Sandvik Mining reckons it has the answer: training simulators.
The Swedes have analysed the challenge of producing technically efficient operators in countries where most of the candidates have little or no access to even a mobile phone, never mind a haul truck or the latest drill rig.
Most of us fortunate enough to grow up in economically advanced nations enjoy the material luxuries this lifestyle brings.
Few would say they didn’t have at least a modest games console in their formative years. Many probably enjoyed the latest offerings from Sony or Nintendo.
But in countries where mining is taking off, recruiting a workforce with a grasp of even basic technology is a constant challenge.
Many of the basic principles we learn from operating phones, DVD players, computers and even the humble car stereo can help our interpretation of new technology.
Those from a rural background don’t have that basic exposure or understanding. If they do, it’s certainly likely to be less than a miner raised in a traditional Australian household.
Sandvik Mining has pondered this knowledge gap and come up with a solution for companies looking to set up projects in countries where technology is limited.
“In remote areas, everyone is looking for the same type of skill set in operators,” Sandvik Mining surface drilling products director Jan-Olaf Petzold explained.
“However, there is only limited access to people. Therefore, you have to find a mechanism to train inexperienced people.
“If you are looking to Western Australia’s Pilbara and you have a 25-year-old operator on a heavily automated machine, these guys will have no problems.
“They have grown up with iPads and phones in their hands so they know what it means to operate a touchscreen or a joystick.
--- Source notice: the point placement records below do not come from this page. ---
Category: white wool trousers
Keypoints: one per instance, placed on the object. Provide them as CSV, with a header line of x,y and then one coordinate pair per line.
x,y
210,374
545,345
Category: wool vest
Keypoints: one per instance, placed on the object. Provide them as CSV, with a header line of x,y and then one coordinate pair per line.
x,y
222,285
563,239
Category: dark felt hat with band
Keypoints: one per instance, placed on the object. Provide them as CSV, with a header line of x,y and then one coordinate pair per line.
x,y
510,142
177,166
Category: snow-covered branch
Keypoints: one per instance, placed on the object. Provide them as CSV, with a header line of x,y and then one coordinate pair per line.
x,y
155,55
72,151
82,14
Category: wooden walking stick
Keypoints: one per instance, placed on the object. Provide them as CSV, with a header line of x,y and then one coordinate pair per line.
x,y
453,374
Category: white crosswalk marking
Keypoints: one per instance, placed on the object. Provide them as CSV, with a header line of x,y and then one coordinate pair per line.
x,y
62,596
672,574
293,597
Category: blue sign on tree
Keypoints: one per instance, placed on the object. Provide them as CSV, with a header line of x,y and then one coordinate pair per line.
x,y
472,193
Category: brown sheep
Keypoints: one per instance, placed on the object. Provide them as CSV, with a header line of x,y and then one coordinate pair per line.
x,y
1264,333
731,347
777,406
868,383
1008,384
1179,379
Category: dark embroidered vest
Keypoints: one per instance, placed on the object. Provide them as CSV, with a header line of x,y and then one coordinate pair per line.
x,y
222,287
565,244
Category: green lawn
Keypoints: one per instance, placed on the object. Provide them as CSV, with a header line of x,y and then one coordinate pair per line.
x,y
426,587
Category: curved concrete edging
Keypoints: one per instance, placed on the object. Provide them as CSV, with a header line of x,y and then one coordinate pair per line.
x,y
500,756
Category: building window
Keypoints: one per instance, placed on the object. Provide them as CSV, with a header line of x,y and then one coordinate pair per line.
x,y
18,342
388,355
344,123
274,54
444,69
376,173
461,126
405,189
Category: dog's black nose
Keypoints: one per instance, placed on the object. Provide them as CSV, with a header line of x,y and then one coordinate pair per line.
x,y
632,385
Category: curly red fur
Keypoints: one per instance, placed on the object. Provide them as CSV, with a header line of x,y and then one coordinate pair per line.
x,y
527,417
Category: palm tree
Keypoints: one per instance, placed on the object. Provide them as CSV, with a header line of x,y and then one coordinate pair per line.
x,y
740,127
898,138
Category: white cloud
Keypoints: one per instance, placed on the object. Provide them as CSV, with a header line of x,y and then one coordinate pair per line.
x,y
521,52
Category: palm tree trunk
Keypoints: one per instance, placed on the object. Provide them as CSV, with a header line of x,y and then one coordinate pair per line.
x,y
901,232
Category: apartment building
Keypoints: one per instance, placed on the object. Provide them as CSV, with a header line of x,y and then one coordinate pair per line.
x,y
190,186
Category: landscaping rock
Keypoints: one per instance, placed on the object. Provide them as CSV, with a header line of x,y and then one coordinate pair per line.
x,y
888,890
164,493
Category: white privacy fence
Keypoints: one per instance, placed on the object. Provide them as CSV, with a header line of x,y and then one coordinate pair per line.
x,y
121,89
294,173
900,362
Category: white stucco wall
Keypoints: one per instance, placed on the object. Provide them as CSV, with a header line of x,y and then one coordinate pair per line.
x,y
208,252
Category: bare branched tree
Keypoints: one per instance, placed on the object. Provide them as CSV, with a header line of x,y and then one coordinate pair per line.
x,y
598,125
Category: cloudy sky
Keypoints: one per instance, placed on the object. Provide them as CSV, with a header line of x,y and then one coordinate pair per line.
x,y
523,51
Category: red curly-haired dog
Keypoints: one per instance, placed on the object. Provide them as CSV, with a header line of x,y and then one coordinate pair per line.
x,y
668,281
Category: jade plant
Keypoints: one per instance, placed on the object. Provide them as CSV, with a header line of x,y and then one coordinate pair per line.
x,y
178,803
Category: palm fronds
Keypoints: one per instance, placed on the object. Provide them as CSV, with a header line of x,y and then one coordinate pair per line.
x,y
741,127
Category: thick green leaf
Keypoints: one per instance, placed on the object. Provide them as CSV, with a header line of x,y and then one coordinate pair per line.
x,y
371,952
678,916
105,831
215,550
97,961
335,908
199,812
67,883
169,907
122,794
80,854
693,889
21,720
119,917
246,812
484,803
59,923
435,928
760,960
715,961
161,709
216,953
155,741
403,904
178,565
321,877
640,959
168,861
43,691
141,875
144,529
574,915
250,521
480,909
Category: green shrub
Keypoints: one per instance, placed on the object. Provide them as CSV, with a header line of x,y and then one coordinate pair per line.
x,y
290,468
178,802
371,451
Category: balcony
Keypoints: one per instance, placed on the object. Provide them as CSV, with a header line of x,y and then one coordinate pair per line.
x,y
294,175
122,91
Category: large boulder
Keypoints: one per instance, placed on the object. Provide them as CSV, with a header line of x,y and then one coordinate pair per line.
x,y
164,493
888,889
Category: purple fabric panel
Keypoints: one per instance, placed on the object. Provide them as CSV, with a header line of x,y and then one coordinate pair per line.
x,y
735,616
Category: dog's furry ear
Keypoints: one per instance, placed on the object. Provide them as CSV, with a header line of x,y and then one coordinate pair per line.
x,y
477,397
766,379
It’s easy for them to adapt to the equipment.
“But in remote areas in China or Africa, where you have labourers who have never had access to electronics or technology, you have to train them.
“Simulators are an effective tool to help someone who has never held technology before to quickly be able to operate a drill rig.”
Why not fly in your workforce from overseas? This happens in the mining industry, obviously.
Many of us know someone who works abroad. They’re usually paid quite handsomely too.
And that’s the problem, adding significantly to operating costs. It’s cheaper to use locals on the ground.
Sandvik, and other manufacturers of training simulators, will tell you they can train an operator to drive a haul truck – even if they’ve never driven a car.
The Swedes take this philosophy a step further with their latest training simulators.
For the first time, Sandvik is using an exact copy of the latest Pantera drill rig simulators.
So apart from the wall of screens surrounding the operator, the controls and instruments are exactly what you’d see on an actual drill rig on a minesite.
“The technology has advanced so much over the last few years that this time we asked ourselves, why are we not going a different way?” Petzold said.
“Why are we trying to simulate something that we have already? Isn’t it better to give the customer the real equipment?”
Petzold said Sandvik believed accuracy was “absolutely essential” to the success of a simulator.
“There are several companies in the market that are offering simulators for mining equipment,” he added.
“But all of these companies are simulating the product of an OEM. With Pantera, we are not simulating our drill – it is our drill.”
If training simulators are trusted by the aviation industry to train airline pilots, there’s little wonder mining companies trust them to deliver the next generation of truck and rig operators.
With many Australian mining companies building and managing projects abroad, training simulators offer an intelligent solution to the skill shortage.